Over the weekend I posted here with questions about a problem where variables stored in pnotes did not get garbage collected. Thanks to some very helpful hints I was able to determine that mod_perl was leaking pnotes in a request with an internal redirect. A patch to fix that was posted to the dev list. If you have pages with internal redirects where the redirected-to code uses pnotes then you should watch out for leaks until the patch makes it into a full release.

I also had a second more serious problem I was hoping that would also be solved, but it turns out it was completely different and not related to mod_perl at all. Here is an example of the second leak we had:

my $dbh = DBI->connect(...);
$dbh->disconnect();
$dbh->do("create database 20030107_test");
$dbh->do("drop database 20030107_test");

That example leaks around 4k every request. In our server, there was something else going on causing it to leak multiple megabytes per request (I still don't know what).

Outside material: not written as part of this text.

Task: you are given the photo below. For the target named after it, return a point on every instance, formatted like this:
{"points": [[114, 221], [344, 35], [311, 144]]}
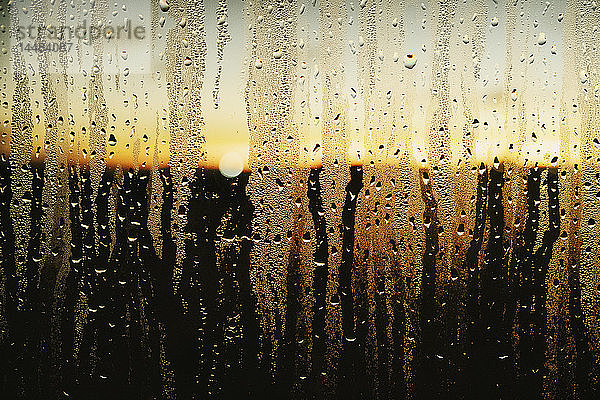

Simply adding in checks to reconnect unless $dbh->{Active} does the trick. I'll submit a bug to the DBI people, even though that is a horrible abuse of the class.

That example makes us look pretty dumb, let me explain how it happened since it may affect you too. We do inter-request caching of $dbh in pnotes. We rely on the destructor of DBI to disconnect; we don't use disconnect() anywhere in our code. We do however use Apache::AuthTIcket-- which does disconnect-- and we pass it our cached $dbh. So you can see how the above example could occur: AuthTicket grabs a dbh, then disconnects it, we still use it because we assume it is connected like normal, but the DBI doesn't like that sequence of events (it recovers the connection, but leaks).

Thanks for all your help, esp. the good hints about the per request cleanup!